I don't have the datasheet in front of me, and my memory for pinouts sucks, but that sounds right.

You can set the gain the same way as you would with an inverting opamp stage.

[Sir H C]

Gain is not that high, maybe 30dB I think.  To control it, you have a resistor to the input, and then one from the output to the input.  The gain is set as the ratio of the two resistors (rout/rin) modified by the gain of the stage.

[PenPen]

I don't have the datasheet in front of me, and my memory for pinouts sucks, but that sounds right.

The datasheet shows pin 3 being A and pin 2 being inverted A, so I'm assuming that is the output for the inverter. Thanks for the clarification.

You can set the gain the same way as you would with an inverting opamp stage.

Here I'm confused. I admit I'm not an expert at opamps, the method I've always followed is run into non-inverting input, loop output back with a voltage divider back to the inverting input and vary the amount of signal into the inverting section to control gain. Do you mean like what Sir HC said?

Gain is not that high, maybe 30dB I think.  To control it, you have a resistor to the input, and then one from the output to the input.  The gain is set as the ratio of the two resistors (rout/rin) modified by the gain of the stage.

Hmmm. Ok, so Rin is for example 10k, Rout is 100k lin pot, giving a gain of 10 at max?

Thank you for your answers thus far. You are clearing things up quite a bit for me.

[gez]

Hmmm.

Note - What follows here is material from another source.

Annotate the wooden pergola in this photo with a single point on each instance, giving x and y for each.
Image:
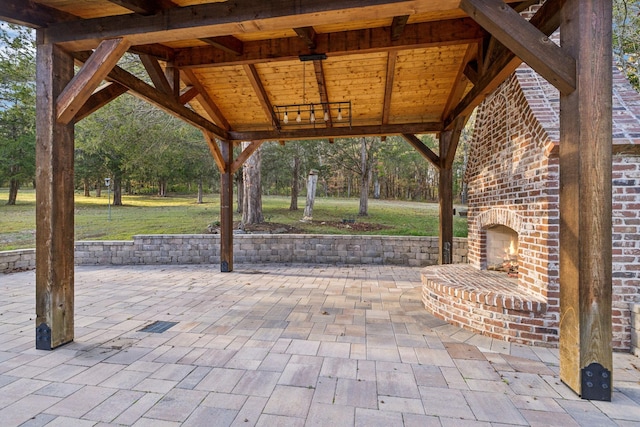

Ok, so Rin is for example 10k, Rout is 100k lin pot, giving a gain of 10 at max?

In theory, yes.  In practise though, the gain of inverters is pitiful and you might not even get a gain of 10.  Although data sheets say you do, you don't (do some empirical tests with a scope, then laugh all the way to the parts bin).

PS  Always helps if you link to the Data Sheet in question (I can't remember the pin out either).

[George Giblet]

> In theory, yes.  In practise though,

It depends what "theory" you use.  The gain = -Rf/Rin depends relies on the opamp gain being high.  A "real" opamp has a gain of many thousand and the gain equation is valid.  When the opamp gain isn't large it doesn't work well, the equation is actually an approximation which assumes the opamp gain is large.  The true gain equation uses feedback theory to predict the gain - this theory is more accurate.  The result should show the overall gain depending on Rf, Rin and A (the amplifier gain) - the gain will be less than Rf/Rin.  Using CMOS gate as an amplifier only has an A of x30 or so (not 30dB).  The gain reduction factor is something like 1/(1 + (1+Rf/Ri)/A), giving a final gain of (Rf/Rin)x 1/(1 + (1+Rf/Ri)/A).  If Rf/Rin=10 and A=30 you end-up with a gain of only 7.3 ie. less than 10.

[gez]

Using CMOS gate as an amplifier only has an A of x30 or so (not 30dB). 

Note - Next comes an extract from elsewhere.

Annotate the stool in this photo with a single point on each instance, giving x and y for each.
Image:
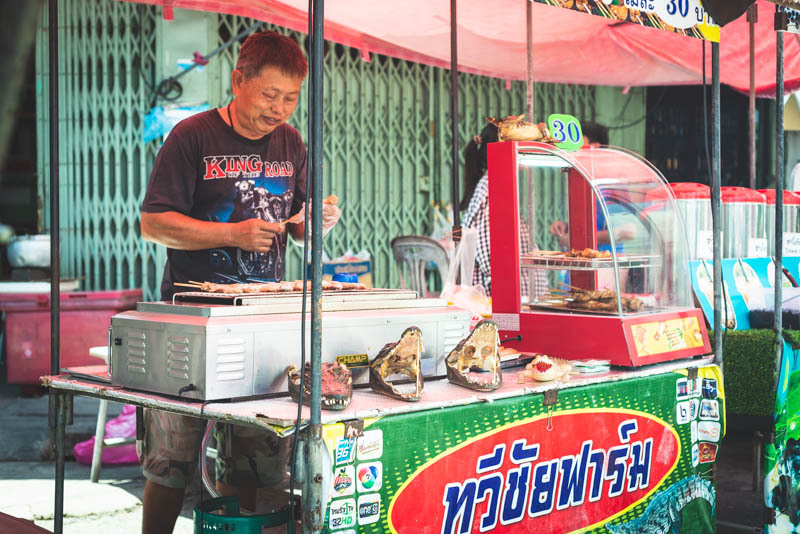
(100, 431)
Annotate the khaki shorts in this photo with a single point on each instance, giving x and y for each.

Ok, should have made my post clearer.  Yes, I'm well aware of what you mentioned, but what I was trying to convey was that 'A of x30' (and gain depends on supply voltage but presumably you meant 9V supply) isn't the case, it's much lower in the real world (data sheets are BS compliant).

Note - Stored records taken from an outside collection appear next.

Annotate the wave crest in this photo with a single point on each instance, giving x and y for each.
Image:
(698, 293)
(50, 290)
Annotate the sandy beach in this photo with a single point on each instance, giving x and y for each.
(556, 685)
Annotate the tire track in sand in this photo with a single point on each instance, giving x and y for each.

If you decouple feedback* (if I recall, this is how the test circuits shown in most data sheets are wired up) so that there's no -ve feedback, then measure the the output of a stage, you'll find gain to be a hell of a lot less than 30.  Try some testing with a scope, you'd be surprised.

But yes, you'd need to factor in this low gain in order to get the true gain of a stage with feedback.

*Edit: need to use resistors with value as large as possible to prevent loading the output.

[George Giblet]

> Ok, should have made my post clearer.

I wasn't nit picking as such.  The main point I was making is theory often works if you use the appropriate one.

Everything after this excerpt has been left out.